In letzter Zeit tauchen immer mehr Bands in meinem Freundeskreis auf, die mich total begeistern. Das hat dann nichts damit zu tun, dass es einfach nur Freunde wären, denn Sympathie allein macht noch keine gute Band. Die Musik muss stimmen, das Image, die Texte und genau alles trifft bei ULTRAFAIR und THE SWAT zu, obwohl beide Bands total verschieden und doch irgendwie gleich sind. Während ULTRAFAIR sich selber als die „Netten Schwuletten“ bezeichnen, die „Prosecco Punk“ oder „Spritpop“ spielen, mir immer vor Rührung die Tränen in die Augen treiben und mein Herz zerschmelzen lassen, sorgen THE SWAT mit ihrem dreckigen, aber stylischem Oldschool-Hardcore und Punk-Bastard dafür, dass ich zuviel Schnaps trinke, mir „DSC“ auf den Hals tätowieren lasse, Leute anpöble und dann doch wieder überall rausgeschmissen werde.

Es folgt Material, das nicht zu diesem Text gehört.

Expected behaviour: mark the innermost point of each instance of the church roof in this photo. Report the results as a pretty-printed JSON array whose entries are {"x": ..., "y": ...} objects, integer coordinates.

Ich schickte UF-Sänger Karl-Heinz Kreidler und der SWAT-Crew meine Fragen und es freut mich, genau das Interview gekriegt zu haben, was ich erhofft habe ... Aber Vorsicht: Nicht weinen, weil man keinen Humor hat!

Musikalisch seid ihr ja sehr verschieden, dennoch gibt es Parallelen – beide Sänger trinken viel Alkohol, stehen auf weißes Pulver und haben große Egos, haha. Was würdet ihr sagen in welchen Punkten ihr euch gleichen könntet?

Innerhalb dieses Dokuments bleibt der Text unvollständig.